The results of the CTE studies of today report on a past generation of football, of 3 yards and a cloud of dust, of two-a-days, of smelling salts and mysterious injections. The results of future studies will reference the present iteration of American Football; safer, cleaner, faster. Better for all.

In and of itself, these developments are signs of hope, but there's a deeper truth.

The sport of football is rotting from the inside.

Youth participation is down. Parents are afraid to let their children play the sport. The best athletes are quitting in their prime because of health concerns. A generation is growing up watching these athletes embarrass themselves with scandal after scandal.

Once the "rub some salt on it sissy" generation stops consuming football, the sport will begin an inevitable and profound fall in popularity. At which point, one of two things will happen: Football will change or football will die.

Southern Miss v LSU Photo by Sean Gardner/Getty Images

As someone who loves watching the sport, playing the sport, talking about the sport, I hope it's the former. I also believe that it will in fact be the former, given that the sport has changed for the better so profoundly over the past decade. I hope that change will not only continue, but will increase the rate of change year over year, until we see a sport that combines the game we love with a sustainable model for its practitioners.

However, there's also the other option. The naysayers and conservative voices dominate the conversation and the football governing organizations fail to enact meaningful change.

Or worse, the sport regresses to its brutal roots. Too late, the sport realizes its folly and a generation sick of the nonsense has moved on. Perhaps to another sport, perhaps to eSports, perhaps to the burgeoning VR/AR revolution, perhaps to nothing at all. Interest in the game wanes on a mass scale, investment ceases, product quality declines, and the game we know and love is gone.

Rutgers v Penn State Photo by Justin K. Aller/Getty Images

Football is a beautiful sport. It combines incredible athleticism with remarkable intellect wrapped in General Sherman-grade strategy. It's a rare thing that brings a hundred thousand people together to scream, curse, celebrate and despair as one. It connects people across continents, literally pulls people across nations, and gives us an excuse to set everything aside to spend time with those important to us.

Football will either live or it will die. It will either adapt to the modern world or it will not. By taking part in the sport, you are indeed supporting it, but this is not synonymous with tacit approval. Providing the raw material - revenue, fandom, societal relevancy - for the sport to operate will move it along its course, ultimately to be decided by the actions of its key stakeholders and the uncaring, unyielding march of capitalist free markets.

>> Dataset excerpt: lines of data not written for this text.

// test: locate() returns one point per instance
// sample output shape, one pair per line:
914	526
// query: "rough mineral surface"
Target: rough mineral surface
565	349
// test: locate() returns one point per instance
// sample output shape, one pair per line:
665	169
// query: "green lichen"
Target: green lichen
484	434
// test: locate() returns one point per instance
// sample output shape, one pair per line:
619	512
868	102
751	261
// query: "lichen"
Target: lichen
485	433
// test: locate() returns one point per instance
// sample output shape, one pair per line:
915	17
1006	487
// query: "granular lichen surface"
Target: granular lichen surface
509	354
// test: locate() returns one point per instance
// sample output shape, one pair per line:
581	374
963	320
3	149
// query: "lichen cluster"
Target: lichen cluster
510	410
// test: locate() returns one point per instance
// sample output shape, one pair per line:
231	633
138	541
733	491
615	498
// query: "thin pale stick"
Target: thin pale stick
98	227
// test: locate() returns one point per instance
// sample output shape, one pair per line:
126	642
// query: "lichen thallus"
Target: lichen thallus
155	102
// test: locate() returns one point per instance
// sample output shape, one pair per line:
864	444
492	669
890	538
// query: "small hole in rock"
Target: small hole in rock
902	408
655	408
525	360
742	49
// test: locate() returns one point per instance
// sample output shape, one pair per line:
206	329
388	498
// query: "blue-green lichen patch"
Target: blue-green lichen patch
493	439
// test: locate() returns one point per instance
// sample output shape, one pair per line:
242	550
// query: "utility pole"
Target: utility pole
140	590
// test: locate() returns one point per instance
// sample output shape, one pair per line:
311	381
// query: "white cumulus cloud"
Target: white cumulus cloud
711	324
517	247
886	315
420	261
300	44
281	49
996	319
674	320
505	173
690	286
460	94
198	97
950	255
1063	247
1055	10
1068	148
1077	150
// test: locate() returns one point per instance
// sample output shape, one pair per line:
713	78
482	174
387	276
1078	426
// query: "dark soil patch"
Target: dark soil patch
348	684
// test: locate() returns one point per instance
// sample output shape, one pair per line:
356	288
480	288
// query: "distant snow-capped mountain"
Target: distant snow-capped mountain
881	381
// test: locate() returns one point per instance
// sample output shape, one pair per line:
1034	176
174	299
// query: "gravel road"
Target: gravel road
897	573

Years past, I felt this same moral conundrum nagging at the back of my mind. This year however, I feel unconditionally good about rooting for my Knights and for my Eagles for the first time in a long time. I'm satisfied taking part in this sport because I know that it will either be held in safe hands, or it simply will cease to be. Either these years are the waning twilight of a once great pastime, or they are the beginning of a new era of athletics entirely.

Either way, get your friends or family together to revel in the game, in this magnificent spectacle, enjoy it with a clear conscience, and appreciate what we have now, for it may not be there tomorrow.